Protest leader Nuttaa Mahattana, who was managing the stage Saturday, defended police, saying they had no intention to frame the woman as insane. Nuttaa said that Sasinutta’s comments were not in line with other demonstrators who called for quick elections because she mentioned the monarchy. Nutta said Sanittnutta was asked to give her name on stage but replied that she had “no name,” leading police to become more suspicious.

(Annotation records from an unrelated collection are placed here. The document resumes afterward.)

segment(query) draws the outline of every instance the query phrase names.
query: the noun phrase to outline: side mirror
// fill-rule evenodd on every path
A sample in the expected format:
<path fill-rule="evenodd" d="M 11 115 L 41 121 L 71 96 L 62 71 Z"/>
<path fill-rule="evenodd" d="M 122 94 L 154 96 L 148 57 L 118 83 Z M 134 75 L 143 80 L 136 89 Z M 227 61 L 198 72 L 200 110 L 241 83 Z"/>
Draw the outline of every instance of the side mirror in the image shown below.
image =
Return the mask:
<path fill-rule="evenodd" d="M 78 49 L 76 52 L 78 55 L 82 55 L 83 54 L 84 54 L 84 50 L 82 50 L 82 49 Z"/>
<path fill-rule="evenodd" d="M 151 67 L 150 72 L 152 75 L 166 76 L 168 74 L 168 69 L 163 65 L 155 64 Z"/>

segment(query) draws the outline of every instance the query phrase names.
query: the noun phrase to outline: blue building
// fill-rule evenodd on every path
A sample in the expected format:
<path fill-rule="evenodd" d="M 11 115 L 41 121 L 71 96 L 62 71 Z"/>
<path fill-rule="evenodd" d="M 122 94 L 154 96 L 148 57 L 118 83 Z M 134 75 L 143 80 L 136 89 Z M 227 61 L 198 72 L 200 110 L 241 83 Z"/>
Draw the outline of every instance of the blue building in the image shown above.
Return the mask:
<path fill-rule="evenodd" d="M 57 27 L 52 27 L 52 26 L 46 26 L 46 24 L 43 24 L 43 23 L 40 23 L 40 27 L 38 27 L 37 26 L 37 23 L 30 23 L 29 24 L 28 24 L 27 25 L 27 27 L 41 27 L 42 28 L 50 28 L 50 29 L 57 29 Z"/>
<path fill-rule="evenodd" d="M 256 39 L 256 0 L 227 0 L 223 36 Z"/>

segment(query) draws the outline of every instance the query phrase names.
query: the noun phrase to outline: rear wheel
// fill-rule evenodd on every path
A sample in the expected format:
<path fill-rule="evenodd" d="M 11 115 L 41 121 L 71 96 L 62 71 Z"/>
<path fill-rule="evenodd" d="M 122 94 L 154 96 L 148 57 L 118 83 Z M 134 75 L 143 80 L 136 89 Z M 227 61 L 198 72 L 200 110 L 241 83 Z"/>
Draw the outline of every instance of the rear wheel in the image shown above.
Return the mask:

Nuttaa added that if there’s anything that is wrong, it is the lese majeste law, which she regards as not a normal law. Prosecutions spiked since the 2014 coup under the law, which can see people jailed for up to 15 years per violation after a secret trial by military tribunal.
Exiled lese majeste fugitive Nithiwat Wannasiri wrote online Tuesday that it was “most painful” to see the issue of her confinement at the hospital being “censored” by the pro-democracy camp.
As for Sasinutta, she said some security forces have since started calling her son and older brother to ask they convince her to end her political activism. Sounding upset, Sasinutta said she told them to tell the officers to just call her. “This is a threat,” she said.
The Chanasongkram police chief said his men had nothing to do with the calls, saying that special branch police or the military may make such calls. He said Sasinutta did not violate any law.